Some spices and aromats of your choice can then be added to this, to create the flavours within the brine that you want in your ham. Once this is done the liquid forms the balance of the brine weight required to total half your meat’s weight.

This liquid may generally be water, but could just as easily be a beer, a cider, or a wine added in at whatever ratio you fancy trying. Some recommend cooking off alcohol when used in a brine, other recipes have perfectly good success without doing so, it will generally depend on what the alcohol content was in the first place.

So, in order to come up with the calculation, you take your, for example, one kilo boned leg joint and know that you need to create a brine with the total weight of 500 grams. The salt content, with it’s nitrite mix included, would be 29.5 grams to give you the required salt content in the finished ham, the sugar is 25 grams to provide the balance, meaning that we need to complete the 500grams with 420.5 grams of water (or other liquid).

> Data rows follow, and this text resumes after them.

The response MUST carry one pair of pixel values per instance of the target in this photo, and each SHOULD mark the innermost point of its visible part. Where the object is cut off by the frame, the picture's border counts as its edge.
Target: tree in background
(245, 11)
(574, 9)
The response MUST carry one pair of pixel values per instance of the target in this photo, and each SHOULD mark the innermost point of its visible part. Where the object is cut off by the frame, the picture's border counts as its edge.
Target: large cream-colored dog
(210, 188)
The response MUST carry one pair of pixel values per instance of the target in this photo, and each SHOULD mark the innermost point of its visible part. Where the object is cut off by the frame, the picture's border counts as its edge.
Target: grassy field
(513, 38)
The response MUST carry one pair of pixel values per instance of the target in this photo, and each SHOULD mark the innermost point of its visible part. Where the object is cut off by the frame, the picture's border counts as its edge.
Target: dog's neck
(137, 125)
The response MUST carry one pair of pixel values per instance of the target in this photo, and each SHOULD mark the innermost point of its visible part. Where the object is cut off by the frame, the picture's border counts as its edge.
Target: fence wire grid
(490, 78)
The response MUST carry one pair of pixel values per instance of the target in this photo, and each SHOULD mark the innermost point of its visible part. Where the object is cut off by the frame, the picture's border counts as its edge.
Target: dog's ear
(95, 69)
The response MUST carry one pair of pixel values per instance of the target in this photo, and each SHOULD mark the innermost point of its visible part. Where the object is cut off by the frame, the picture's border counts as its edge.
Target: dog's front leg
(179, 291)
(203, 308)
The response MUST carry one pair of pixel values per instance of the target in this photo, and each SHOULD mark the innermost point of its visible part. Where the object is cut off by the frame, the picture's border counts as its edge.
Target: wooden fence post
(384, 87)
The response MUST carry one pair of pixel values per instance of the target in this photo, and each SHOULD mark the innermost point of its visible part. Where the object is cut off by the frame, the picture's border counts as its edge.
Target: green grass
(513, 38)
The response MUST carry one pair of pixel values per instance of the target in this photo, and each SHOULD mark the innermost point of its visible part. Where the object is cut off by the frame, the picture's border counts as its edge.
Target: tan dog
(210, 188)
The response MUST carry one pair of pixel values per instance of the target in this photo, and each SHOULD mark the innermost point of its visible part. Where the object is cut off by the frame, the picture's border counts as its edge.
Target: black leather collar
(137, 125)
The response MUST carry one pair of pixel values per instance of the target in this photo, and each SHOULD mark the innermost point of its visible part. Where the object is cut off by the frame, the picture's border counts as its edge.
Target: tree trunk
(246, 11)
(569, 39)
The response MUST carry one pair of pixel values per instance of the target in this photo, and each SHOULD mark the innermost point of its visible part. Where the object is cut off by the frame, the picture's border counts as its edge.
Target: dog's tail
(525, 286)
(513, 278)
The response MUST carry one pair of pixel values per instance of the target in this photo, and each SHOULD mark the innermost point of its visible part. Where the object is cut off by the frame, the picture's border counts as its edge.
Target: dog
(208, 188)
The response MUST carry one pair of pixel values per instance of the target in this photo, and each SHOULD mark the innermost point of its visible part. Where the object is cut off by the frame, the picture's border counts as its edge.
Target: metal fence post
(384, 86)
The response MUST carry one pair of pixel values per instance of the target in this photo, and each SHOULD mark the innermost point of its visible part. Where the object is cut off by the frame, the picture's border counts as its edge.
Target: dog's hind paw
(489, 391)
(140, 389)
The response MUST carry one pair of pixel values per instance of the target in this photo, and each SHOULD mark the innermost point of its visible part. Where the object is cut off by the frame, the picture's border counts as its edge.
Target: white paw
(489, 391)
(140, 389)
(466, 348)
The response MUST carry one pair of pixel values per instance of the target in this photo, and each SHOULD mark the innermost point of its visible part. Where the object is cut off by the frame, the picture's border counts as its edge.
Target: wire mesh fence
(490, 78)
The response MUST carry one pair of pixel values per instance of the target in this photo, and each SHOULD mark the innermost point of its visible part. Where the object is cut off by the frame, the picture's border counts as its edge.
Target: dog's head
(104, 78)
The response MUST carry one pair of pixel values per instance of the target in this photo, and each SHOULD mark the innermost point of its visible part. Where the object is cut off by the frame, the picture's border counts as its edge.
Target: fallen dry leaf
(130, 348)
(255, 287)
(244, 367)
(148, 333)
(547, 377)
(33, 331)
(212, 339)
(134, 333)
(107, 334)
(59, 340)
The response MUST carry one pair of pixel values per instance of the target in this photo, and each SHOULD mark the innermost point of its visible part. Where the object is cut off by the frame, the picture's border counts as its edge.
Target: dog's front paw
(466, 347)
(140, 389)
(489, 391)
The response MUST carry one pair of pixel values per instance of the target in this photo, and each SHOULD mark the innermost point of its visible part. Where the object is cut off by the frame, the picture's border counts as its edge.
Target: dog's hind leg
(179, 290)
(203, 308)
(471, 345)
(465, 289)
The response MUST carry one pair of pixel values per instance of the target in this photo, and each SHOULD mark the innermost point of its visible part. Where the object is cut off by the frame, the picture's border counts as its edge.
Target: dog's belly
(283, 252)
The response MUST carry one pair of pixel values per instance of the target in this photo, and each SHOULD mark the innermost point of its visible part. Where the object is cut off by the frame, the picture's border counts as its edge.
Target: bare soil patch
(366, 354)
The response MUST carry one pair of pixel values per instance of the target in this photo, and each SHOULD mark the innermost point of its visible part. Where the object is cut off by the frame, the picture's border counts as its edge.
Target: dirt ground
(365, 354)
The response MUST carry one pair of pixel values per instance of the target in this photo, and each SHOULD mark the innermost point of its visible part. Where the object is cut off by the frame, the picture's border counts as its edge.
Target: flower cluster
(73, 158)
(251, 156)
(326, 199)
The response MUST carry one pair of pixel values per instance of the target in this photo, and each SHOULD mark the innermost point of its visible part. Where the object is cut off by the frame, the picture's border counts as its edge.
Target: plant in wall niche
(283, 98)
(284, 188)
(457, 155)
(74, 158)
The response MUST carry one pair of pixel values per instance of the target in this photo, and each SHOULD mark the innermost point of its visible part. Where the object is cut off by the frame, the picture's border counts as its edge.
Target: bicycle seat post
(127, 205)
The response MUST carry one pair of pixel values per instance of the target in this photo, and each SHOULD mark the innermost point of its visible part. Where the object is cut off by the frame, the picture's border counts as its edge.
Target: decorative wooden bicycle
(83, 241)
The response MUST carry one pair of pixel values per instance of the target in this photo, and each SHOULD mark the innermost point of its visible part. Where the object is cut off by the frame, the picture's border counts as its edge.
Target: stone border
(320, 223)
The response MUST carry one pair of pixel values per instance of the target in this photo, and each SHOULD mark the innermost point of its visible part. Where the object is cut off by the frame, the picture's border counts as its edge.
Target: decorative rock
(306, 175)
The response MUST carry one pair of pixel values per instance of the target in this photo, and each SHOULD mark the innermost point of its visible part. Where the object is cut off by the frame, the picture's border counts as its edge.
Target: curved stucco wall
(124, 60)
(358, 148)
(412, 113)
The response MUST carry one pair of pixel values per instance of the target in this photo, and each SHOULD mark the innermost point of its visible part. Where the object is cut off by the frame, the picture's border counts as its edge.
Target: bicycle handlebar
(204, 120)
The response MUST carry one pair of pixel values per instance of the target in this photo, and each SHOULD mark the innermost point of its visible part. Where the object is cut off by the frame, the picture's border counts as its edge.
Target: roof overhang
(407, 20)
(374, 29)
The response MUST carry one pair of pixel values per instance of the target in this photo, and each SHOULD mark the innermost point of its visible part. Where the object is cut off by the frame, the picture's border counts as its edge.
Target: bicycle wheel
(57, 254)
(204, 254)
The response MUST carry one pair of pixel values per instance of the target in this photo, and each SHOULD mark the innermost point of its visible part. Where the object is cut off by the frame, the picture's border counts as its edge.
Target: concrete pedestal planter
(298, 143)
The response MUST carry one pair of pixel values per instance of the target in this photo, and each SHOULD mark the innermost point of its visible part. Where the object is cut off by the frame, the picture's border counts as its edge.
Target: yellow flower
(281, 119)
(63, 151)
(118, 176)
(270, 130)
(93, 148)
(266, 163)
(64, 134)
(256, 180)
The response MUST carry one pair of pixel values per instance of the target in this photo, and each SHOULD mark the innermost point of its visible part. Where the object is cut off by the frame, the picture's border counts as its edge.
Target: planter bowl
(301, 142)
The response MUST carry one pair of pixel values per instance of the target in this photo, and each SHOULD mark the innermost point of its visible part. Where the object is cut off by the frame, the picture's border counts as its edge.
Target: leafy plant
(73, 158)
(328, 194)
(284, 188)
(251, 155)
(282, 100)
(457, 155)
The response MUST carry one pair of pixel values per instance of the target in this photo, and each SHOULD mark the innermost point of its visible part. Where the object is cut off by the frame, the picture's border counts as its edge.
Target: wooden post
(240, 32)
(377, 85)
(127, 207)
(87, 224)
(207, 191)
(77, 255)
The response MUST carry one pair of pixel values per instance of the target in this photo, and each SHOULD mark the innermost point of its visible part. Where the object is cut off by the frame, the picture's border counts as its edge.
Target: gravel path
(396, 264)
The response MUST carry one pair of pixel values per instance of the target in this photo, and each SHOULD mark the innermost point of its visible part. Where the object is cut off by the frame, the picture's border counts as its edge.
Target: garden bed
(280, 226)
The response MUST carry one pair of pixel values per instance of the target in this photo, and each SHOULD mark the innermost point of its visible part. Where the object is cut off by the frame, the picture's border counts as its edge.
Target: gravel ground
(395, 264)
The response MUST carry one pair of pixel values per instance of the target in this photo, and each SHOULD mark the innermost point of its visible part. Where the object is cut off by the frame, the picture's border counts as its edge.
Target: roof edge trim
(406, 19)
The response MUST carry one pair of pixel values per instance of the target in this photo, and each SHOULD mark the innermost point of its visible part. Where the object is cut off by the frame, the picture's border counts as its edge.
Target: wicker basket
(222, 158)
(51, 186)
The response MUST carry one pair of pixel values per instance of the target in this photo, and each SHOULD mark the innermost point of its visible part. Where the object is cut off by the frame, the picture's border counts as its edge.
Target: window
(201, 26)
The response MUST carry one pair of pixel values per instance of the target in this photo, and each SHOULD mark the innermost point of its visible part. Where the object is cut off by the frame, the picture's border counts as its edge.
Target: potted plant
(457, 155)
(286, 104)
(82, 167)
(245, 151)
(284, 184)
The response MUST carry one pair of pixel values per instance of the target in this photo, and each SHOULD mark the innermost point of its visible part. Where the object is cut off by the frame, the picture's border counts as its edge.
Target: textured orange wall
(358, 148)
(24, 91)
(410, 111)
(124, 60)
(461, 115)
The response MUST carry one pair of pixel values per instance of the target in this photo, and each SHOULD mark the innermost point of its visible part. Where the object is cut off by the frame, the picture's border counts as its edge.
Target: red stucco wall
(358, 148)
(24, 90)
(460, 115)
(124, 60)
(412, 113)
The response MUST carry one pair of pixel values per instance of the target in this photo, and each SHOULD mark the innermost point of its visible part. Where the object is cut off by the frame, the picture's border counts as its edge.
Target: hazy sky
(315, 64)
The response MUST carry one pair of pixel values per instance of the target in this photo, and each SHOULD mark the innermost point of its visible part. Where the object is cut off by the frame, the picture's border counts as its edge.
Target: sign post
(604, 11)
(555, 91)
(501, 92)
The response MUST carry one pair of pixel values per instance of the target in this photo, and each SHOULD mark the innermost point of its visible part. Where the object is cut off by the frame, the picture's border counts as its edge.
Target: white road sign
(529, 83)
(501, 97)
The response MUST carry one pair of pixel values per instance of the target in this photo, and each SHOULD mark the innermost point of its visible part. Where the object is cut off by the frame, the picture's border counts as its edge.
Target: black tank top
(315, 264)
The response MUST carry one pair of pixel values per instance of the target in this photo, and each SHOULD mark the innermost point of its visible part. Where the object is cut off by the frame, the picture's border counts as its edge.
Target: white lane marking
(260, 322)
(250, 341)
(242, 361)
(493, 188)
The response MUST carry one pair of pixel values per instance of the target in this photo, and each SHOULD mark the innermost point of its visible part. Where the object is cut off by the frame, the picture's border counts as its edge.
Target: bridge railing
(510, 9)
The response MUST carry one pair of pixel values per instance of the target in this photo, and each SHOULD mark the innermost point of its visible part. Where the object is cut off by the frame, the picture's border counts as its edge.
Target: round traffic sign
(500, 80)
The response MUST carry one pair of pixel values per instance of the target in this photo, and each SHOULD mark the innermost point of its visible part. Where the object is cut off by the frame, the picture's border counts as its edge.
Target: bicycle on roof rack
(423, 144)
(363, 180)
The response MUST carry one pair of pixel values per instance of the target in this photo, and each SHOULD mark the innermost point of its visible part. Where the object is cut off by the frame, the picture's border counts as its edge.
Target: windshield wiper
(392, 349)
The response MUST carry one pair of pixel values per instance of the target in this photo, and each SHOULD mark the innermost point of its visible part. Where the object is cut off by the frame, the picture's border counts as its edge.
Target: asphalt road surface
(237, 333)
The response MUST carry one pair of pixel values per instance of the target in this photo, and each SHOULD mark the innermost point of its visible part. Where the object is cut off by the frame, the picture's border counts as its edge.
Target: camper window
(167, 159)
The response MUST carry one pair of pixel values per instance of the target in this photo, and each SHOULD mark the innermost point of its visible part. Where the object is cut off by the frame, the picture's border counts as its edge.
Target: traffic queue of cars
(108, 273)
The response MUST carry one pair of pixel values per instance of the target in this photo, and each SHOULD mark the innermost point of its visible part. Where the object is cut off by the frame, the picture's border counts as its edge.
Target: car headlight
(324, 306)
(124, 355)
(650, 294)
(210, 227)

This mix should be heated briefly to get the salts and sugars to dissolve, and then allowed to cool completely.


Then, the meat can be immersed completely within the brine, for the curing phase.

Given how efficient this method is, and the relatively small amount of brine we’re using, it’s the best that a reasonably tight fitting container is used, which will allow the brine to completely cover the meat, or I would recommend the use of a ziplock or other type of sealing bag, as this allows the meat to be put in, the brine to be poured in and then the excess air to be blown out until the meat is entirely surrounded by the brine. The bag then being sealed, this can be popped into the fridge without any mess, where it can be turned and generally jiggled around occasionally during the curing phase, which follows the same rule of thumb as the dry cure (one day per half inch to centre, plus a day or two).

Important though to bear in mind, that the beauty of this approach is that leaving it longer, or even accidentally forgetting about it, doesn’t matter. The ham will not become over salty, as you have limited the available salt to the level that you want.

STEP 4; Equalization

As with all of these cured meats, once the initial curing stage is complete, the important equalization stage must be remembered, however tempting it may be to get stuck in. Remember, what you are creating here is specifically supposed to be a high quality product and not the wet, flavourless junk that you may as well buy at the supermarket.

So once the ham is out of the brine, give it a quick rinse and pat dry, before setting it on a rack back in the fridge to rest, equalize, and for the flavours to really develop. This is especially important here, as the thicker the piece of meat, the more time this will take. Setting your ham aside like this for a week will pay dividends.

And there you have it, quality brine cured ham, which you can adjust to your liking, using exactly the same method, providing everything from a simple, everyday sandwich ham to a dark beer and treacle cured treat.

Once you have produced your bacons and hams or whatever other goodies you’ve created following these methods, the options are then open for hot smoking or gentle cold smoking before use (see Turan’s great article elsewhere in the mag).